Today Snagajob announced the acquisition of Charleston-based PeopleMatter, giving the combined entity a foothold in over 250,000 retail, hospitality and foodservice locations. This announcement comes just 4 months after securing a $100M round of funding earlier this year. According to Snagajob CEO Peter Harrison, this accelerates their vision of being the one-stop shop to “snag a job and snag a shift.”

If you’re not familiar, PeopleMatter had built – both organically and via acquisition – a solution uniquely targeted at the hourly service market. In that fast paced world, their combination of hiring, assessment, learning and scheduling made perfect sense. You need to hire the best fit people using a data-driven approach, train and get them up to speed quickly, and deploy them to get work done. Given the nearly one million new users a month that join Snagajob and share their skills and shift availability, expanding their capability to not just hire but onboard and schedule workers is a logical extension.

Harrison’s vision also includes letting people staff across brands. For example, a worker qualified to work at one Subway can work at another, even if it’s owned by another franchisee. PeopleMatter’s technology already allowed for visibility across multiple locations. And this could ultimately evolve into a technology-enabled service where a slate of “ready to work” employees show up, having already been qualified against skill requirements, team fit, and schedule availability. PeopleMatter’s acquisition of PeopleClues in 2013 brought a powerful assessment capability to the offering, which it sounds like Snagajob will continue to build on, helping to accurately match people to jobs, organizations and teams.

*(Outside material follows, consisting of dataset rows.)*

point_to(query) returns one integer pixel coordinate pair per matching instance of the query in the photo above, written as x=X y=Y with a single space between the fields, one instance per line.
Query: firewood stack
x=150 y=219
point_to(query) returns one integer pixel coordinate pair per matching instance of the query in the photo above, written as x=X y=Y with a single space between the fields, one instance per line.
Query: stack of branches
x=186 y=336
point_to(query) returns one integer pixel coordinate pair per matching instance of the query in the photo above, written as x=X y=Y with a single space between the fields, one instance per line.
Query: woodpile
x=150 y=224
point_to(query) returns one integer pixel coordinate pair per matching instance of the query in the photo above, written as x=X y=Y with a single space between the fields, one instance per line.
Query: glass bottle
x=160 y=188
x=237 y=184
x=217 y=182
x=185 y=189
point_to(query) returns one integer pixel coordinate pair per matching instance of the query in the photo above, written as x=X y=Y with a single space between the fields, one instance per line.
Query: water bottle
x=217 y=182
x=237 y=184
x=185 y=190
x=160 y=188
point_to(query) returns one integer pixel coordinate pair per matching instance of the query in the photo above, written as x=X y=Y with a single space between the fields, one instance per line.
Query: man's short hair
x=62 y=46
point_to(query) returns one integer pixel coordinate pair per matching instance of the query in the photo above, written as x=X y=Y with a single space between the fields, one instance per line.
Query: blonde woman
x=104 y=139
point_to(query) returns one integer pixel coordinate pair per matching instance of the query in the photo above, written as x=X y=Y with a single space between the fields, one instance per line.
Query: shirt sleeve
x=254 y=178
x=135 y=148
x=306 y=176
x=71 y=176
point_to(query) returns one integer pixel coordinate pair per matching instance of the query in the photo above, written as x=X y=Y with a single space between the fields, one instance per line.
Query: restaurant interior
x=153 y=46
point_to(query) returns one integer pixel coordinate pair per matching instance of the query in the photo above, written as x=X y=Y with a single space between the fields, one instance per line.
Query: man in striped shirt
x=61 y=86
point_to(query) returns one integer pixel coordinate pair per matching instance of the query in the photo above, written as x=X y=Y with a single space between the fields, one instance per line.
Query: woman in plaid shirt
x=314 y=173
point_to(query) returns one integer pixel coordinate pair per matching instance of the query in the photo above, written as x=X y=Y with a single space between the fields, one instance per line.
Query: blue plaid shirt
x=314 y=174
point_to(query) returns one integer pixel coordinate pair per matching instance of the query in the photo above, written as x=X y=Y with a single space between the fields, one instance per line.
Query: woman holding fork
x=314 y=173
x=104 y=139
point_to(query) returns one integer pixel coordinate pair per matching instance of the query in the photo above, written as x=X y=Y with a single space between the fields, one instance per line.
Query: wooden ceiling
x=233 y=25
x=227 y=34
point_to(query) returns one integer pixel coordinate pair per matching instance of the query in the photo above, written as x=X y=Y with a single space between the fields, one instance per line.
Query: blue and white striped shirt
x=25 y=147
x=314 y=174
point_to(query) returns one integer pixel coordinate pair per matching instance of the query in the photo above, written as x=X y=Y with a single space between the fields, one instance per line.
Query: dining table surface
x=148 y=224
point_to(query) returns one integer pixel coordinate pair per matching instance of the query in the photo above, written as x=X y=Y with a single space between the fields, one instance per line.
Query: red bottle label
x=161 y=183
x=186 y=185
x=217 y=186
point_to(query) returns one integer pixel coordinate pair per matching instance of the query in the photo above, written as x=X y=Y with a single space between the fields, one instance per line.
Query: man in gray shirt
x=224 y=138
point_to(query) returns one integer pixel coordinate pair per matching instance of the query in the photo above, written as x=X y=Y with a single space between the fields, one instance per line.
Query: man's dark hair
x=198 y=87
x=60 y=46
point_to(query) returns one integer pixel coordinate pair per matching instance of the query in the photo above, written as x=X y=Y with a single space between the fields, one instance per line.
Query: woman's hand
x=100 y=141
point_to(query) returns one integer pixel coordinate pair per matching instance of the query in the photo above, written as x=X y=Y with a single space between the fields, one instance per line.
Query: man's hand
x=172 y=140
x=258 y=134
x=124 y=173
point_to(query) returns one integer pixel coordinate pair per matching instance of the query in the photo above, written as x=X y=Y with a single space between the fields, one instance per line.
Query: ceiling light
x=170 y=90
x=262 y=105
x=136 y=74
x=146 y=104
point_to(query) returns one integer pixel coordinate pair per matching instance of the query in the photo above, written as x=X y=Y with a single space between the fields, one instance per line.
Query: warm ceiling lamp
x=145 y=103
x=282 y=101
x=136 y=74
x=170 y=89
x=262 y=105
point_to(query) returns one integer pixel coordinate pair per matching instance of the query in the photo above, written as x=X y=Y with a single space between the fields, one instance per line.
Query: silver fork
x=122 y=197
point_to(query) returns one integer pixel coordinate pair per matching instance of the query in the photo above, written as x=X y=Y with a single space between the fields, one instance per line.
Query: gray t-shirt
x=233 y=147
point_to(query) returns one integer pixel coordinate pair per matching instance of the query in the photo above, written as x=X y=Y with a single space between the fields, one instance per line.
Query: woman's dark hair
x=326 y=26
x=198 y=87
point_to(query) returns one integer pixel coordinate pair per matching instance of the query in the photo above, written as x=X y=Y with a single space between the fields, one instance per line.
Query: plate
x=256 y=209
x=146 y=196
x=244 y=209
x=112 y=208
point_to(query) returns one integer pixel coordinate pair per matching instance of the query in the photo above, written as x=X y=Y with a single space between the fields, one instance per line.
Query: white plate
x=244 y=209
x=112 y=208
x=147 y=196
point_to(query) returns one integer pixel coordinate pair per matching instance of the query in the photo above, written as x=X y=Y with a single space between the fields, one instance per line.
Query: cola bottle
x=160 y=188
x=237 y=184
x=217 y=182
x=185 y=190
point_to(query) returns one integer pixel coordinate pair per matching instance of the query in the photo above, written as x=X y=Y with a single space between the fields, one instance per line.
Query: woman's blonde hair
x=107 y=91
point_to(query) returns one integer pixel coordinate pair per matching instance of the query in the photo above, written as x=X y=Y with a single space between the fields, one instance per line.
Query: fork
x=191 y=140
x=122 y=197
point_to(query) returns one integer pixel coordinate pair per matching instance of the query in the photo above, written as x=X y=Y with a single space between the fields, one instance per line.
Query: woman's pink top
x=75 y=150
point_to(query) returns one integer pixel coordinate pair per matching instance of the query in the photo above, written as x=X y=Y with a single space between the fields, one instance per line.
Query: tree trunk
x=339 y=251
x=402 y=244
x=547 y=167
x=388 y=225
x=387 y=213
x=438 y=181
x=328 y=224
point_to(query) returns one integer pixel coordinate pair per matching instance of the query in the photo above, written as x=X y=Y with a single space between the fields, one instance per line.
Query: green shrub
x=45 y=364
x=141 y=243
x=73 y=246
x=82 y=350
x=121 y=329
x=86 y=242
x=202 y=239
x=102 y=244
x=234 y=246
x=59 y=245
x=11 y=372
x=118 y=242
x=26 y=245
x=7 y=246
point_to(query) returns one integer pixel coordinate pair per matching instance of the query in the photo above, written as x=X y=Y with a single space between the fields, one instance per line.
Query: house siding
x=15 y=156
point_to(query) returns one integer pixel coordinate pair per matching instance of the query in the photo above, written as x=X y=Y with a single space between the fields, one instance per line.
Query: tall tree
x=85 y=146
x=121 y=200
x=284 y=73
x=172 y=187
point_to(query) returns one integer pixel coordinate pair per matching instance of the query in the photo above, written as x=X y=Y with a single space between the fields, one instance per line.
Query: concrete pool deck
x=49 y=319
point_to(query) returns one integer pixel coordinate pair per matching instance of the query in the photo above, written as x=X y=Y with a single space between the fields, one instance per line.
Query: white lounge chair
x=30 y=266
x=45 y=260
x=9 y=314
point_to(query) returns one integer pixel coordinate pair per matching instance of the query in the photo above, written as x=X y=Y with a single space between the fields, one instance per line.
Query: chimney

This acquisition is also an interesting potential disruption in the workforce management space. It could be called the “Uber-ization” of the hourly workforce.  I’ve have written several places about the possible role other traditional workforce management providers may play in the evolving gig economy. But for the retail, hospitality and foodservice vertical, this is an interesting move. I have often said in a salaried environment, talent acquisition and succession answer the same question – where’s my next top performer coming from? But that question operates on a longer time horizon. In the high-turnover hourly market, it would seem talent acquisition and scheduling answer the same question – who’s going to work my next shift?